1o de janeiro: Dia de finados

Não gosto do reveillón, porque ele é para mim o verdadeiro dia de finados. No último dia do ano, sempre lembro as pessoas cujos vultos desapareceram “na extrema curva do caminho extremo” e que não estarão comigo para testemunhar e partilhar as alegrias e dores vindouras. Este ano incomodaram-me o assassinato de Alexandre Ivo, de quem não posso me dizer amigo, pois só trocamos umas trinta palavras, uma semana antes de ser ele trucidado pelos filhos de Hitler; derramei muitas lágrimas pelo passamento de Regina Célia, companheira de lutas no Sindicato, mas ela dormia tão plácida em seu esquife que desejei dormir assim quando minha hora chegar; e foi-se o José Saramago, lá em Lanzarote, distante fonte de alegrias.
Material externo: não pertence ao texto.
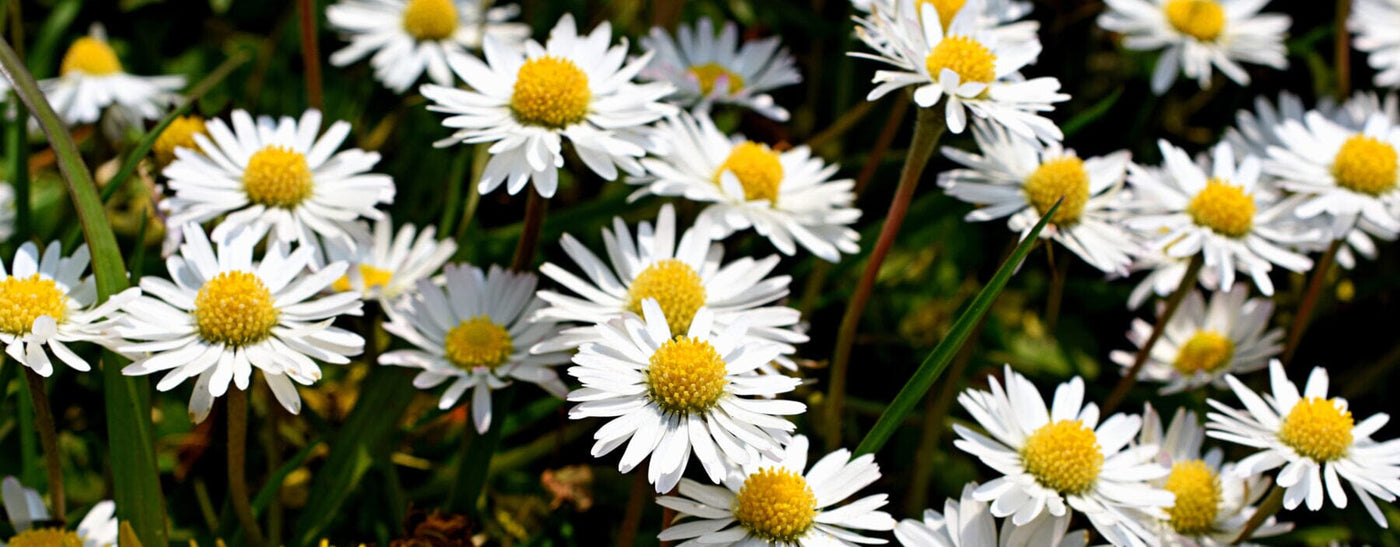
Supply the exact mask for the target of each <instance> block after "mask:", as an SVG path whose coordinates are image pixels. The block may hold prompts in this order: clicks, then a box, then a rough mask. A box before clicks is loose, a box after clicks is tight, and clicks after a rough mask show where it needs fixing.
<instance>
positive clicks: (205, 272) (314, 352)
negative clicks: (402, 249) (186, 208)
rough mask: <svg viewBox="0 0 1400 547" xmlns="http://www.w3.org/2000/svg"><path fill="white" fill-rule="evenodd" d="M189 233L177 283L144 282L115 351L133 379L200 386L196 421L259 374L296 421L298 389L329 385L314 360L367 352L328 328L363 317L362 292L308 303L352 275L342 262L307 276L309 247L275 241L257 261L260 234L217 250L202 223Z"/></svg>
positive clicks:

É uma noite ruim, pois me é negado o sagrado – ainda que não constitucional – direito de dormir em paz, pois os fogos são como fuzis que atirassem contra qualquer movimento de Morfeu. Fico acordado até tarde contra a vontade.
Nos últimos minutos de 2010 e primeiro de 2011 estava lendo “A Interpretação dos Sonhos”, de Freud.